I know I've been annoying on the subject too. I know I have. And I swore I would not be this kind of person. One CANNOT dictate taste to other people. I KNOW this. It's rude. I remember the first time I read American Splendor... I was so blown away that I wanted to walk up to people on the street and MAKE them read it. Of course, I did not do this. That 'social restraint' mechanism in your head that keeps you from having public arguments with trees and cats and dumpsters and shit kicked in, as it should. I restrained myself, realizing that not everybody wants to have complete strangers come up on them raving and slobbering about Harvey Pekar.

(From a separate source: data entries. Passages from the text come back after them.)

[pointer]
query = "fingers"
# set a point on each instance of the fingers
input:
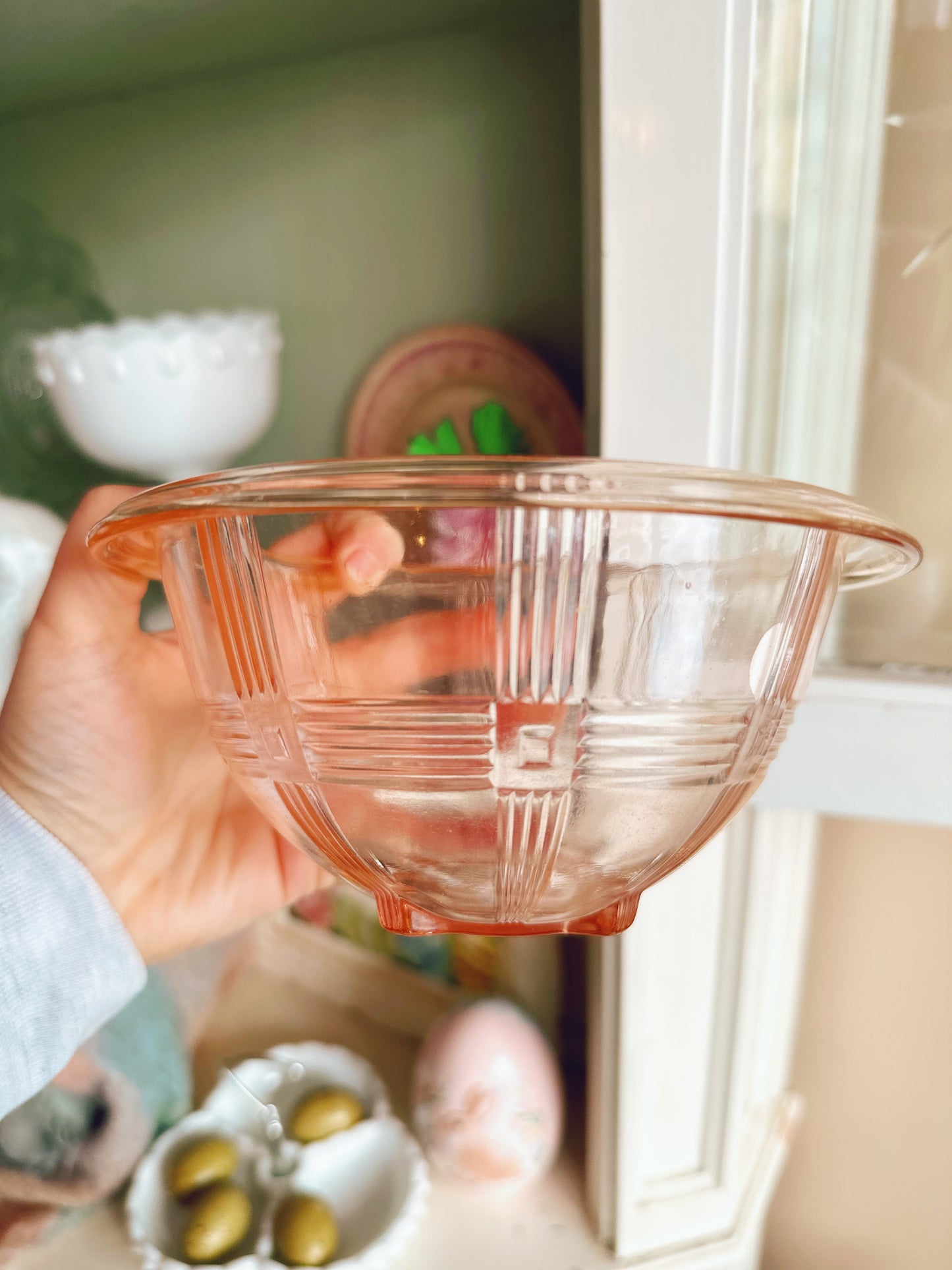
(83, 598)
(405, 653)
(357, 549)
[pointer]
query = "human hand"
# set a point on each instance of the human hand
(103, 743)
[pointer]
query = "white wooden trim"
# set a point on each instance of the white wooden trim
(871, 745)
(693, 1010)
(668, 115)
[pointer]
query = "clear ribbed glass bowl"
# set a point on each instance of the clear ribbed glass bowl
(578, 675)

That restraint is completely absent when the subject of John Lee Hooker comes up. 'You need to buy this,' I'll inform some poor fool down the racks from me. Apropos of nothing. Just turn to them and hold up the Rhino compilation like John Brown's bible. 'You see this? You need this. Right here. This is the VOICE OF GOD, DUDE.'
I've done this. Yes I have.
Not to say that I like the blues unconditionally, or that I could stand listening to it all the time either; I mean, come on, right? There are simply times you don't want to hear about how someone wants to lay on the railroad tracks and die. But then again, you can hear that in the context of the blues and it will raise you up in your heart like the St. Matthews Passion being sung in a big church will raise you up, if anyone can get with that.

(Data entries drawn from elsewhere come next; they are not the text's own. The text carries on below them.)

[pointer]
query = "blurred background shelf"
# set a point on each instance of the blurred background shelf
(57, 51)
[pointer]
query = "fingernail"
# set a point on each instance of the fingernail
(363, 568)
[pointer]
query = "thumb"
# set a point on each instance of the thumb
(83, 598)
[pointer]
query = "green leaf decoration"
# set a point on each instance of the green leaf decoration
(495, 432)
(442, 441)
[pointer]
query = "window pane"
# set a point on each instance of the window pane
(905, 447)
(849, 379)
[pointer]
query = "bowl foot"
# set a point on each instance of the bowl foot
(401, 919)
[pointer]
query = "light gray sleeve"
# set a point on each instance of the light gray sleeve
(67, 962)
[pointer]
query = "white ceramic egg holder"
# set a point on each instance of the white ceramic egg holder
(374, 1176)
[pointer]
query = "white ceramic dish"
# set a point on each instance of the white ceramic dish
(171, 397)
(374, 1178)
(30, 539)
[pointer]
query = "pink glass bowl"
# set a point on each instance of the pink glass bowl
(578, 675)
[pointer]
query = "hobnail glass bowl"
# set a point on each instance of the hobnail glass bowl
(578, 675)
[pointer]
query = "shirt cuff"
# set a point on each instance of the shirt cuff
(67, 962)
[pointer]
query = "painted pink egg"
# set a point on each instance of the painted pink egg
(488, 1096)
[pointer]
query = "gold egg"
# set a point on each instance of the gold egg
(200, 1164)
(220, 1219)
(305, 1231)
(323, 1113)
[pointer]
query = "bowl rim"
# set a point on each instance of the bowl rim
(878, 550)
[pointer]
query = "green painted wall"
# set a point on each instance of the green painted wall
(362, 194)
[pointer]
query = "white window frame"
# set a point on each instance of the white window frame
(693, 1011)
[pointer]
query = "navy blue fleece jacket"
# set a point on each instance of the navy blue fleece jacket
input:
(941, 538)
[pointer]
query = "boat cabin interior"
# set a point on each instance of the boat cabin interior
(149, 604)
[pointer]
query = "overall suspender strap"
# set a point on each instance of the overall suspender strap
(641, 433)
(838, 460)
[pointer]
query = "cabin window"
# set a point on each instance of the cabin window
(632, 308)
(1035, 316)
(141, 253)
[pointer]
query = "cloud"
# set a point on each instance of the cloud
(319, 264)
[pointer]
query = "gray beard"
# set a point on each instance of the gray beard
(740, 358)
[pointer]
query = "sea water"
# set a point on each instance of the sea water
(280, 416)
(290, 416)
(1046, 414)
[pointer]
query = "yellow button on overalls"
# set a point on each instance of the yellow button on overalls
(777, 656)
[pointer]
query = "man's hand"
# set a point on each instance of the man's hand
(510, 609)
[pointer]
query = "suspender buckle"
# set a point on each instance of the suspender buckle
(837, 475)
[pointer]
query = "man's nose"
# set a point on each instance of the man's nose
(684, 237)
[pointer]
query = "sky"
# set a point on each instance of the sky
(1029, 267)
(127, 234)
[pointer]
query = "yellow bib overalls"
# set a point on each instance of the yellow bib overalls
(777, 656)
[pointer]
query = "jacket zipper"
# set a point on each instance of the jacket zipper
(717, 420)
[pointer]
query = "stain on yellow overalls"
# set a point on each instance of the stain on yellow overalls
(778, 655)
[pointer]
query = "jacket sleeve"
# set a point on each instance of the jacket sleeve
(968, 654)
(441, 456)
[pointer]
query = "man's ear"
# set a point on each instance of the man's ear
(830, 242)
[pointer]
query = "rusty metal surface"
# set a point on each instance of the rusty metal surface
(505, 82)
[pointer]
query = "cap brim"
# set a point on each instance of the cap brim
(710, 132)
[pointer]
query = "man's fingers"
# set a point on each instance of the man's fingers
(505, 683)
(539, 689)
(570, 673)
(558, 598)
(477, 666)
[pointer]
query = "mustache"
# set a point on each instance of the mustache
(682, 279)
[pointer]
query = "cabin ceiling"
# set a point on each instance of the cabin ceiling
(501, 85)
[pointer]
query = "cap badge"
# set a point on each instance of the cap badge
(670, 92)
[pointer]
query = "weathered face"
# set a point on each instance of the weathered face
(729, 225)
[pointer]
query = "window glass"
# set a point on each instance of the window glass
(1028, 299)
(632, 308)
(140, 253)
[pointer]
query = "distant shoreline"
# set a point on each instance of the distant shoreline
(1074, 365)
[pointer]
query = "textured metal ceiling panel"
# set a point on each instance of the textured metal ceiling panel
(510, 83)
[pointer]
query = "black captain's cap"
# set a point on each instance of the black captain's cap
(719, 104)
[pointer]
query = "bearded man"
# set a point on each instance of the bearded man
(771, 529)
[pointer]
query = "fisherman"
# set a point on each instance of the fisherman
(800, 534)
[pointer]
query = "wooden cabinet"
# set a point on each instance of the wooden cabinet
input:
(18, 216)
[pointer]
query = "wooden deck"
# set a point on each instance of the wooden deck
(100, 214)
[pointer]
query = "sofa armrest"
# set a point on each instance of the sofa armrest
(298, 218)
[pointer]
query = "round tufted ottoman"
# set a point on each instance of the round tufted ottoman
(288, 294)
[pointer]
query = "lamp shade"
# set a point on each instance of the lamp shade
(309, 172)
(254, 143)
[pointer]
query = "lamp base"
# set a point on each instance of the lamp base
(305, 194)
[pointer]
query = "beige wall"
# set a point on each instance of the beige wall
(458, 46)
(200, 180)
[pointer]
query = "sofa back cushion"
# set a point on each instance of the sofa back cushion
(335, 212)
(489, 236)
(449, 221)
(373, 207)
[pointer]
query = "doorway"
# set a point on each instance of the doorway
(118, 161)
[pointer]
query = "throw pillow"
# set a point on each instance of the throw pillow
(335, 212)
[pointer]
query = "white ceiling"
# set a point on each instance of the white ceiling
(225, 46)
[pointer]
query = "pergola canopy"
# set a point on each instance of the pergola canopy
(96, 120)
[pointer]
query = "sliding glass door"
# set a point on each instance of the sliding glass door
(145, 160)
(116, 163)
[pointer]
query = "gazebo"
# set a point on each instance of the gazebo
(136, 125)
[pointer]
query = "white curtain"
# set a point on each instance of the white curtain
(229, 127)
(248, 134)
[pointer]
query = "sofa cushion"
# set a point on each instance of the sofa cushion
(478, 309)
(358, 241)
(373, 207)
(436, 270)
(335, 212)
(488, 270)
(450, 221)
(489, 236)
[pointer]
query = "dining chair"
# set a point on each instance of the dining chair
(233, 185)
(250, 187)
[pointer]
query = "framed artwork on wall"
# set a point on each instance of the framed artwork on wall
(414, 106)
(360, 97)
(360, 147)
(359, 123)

I have no more in common with someone like Leadbelly now than I did when I was a poo-butt kid. I have no idea what it is about this particular kind of music that is speaking to me so clearly. None whatsoever. But nevertheless it cuts straight through me like I don't even exist. I'd like to be able to apologize if I've offended anybody, but to tell you the truth I'm not sorry because I did it for your own good.